A legitimate cause for concern for both Enda Kenny and Fine Gael
Fine Gael’s failure to understand why scenes of Enda Kenny being glad handled in Denis O’Brien’s company are a legitimate cause of concern is understandable, at least in the context of the hypocrisy of that party’s attitude to the findings made against one of their own when compared to what its reaction would have been if Mr O’Brien had close links with Fianna Fáil and was pictured with Brian Cowen.
Most of Mr O’Brien’s businesses seem to operate in countries where the rule of law and regulation is at best applied with the lightest of touch.
I wonder if he would have been as successful in Norway as he is in some place like Haiti.

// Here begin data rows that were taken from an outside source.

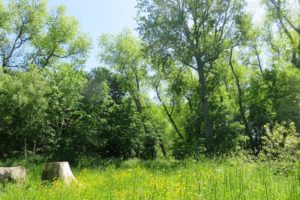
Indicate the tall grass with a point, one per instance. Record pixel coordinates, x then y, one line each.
167 180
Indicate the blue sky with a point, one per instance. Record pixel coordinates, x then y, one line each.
112 16
99 16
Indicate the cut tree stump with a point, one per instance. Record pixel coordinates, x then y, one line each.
12 174
58 170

But it’s not just the meeting at the NYE Stock Exchange, it’s also the pally chat Mr O’Brien and Mr Kenny would have had at the breakfast beforehand and the lunch afterwards and in the corridor.
It’s also the fact that because Fine Gael refuses to publish proper audited accounts we don’t know how much money Dennis O’Brien has paid to that party or its elected representatives, or what policy he was able to shape in return since at least 2002.

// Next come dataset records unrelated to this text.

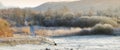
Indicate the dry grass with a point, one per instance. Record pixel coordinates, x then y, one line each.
5 30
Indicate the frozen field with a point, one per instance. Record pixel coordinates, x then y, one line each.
92 42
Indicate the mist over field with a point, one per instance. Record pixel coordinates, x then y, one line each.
60 25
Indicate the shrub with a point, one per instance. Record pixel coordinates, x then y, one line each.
5 30
102 29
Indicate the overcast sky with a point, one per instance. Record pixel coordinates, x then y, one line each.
27 3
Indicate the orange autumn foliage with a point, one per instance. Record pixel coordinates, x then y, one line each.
5 30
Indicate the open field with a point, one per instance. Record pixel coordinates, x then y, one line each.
93 42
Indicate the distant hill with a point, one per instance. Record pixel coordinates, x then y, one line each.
81 5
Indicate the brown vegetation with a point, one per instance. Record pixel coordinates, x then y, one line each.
5 30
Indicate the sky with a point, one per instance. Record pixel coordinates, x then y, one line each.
27 3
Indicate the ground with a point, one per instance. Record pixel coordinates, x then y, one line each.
91 42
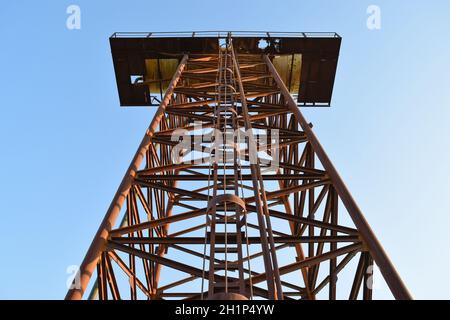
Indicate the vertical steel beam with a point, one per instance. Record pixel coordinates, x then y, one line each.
390 274
98 244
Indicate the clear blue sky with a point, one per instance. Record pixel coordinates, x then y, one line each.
65 142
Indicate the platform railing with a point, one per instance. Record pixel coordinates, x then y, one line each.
224 34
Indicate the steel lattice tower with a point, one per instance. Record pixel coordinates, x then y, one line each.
230 194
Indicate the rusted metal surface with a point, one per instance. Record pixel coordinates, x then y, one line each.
229 225
306 61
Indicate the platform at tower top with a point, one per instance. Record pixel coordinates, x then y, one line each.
306 61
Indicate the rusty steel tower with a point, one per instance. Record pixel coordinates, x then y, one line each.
230 195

Interesting too is the failure of anyone in Fine Gael to provide an example after Moriarty or Mahon and tell the people of North Tipperary, and elsewhere, that if they choose to elect people who fail to meet the highest standards expected of members of our Parliament, as is their democratic right, they must also be prepared to accept the consequences.

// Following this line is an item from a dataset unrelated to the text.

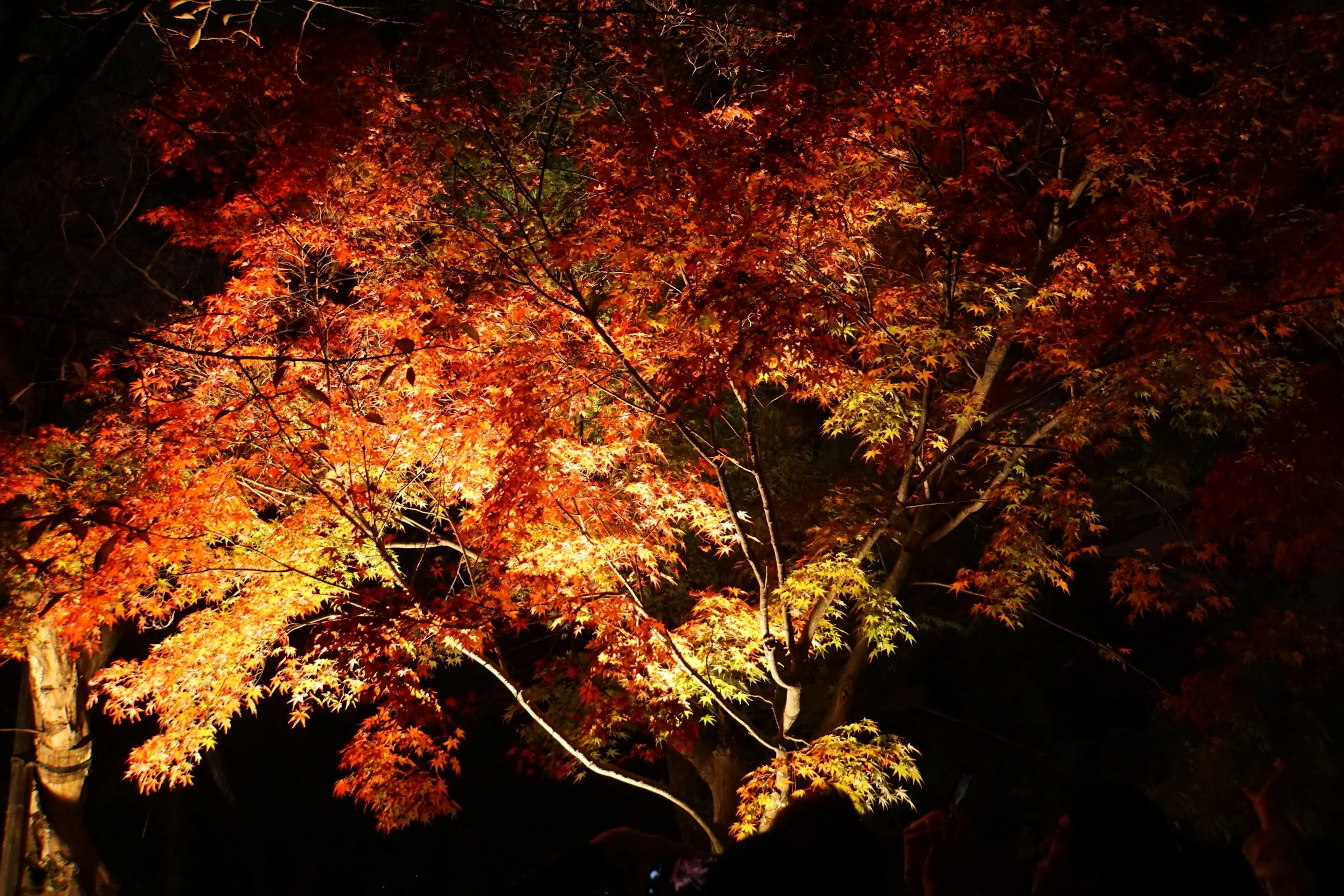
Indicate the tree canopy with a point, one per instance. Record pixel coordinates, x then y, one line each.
694 340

One of which is that such a representative will not have free access to members of the government.
Fine Gael claims to be the party of reform but its first year in government has been a dismal failure in terms of reform.
So far it has matched the cronyism of the last government step by step.
It could have decided no member of the Government would get a pay rise upon taking office for at least the first term in office, but it didn’t.
It could have had a transparent application process for advisers, but it didn’t, and instead appointed party cronies.
It could have immediately repealed FOI restrictions but it didn’t.
It could have ended the gravy train of expenses, but it didn’t.
But even worse are the bully boy tactics used by the likes of Charles Flanagan and Phil Hogan and the intellectual snobbery of Alan Shatter.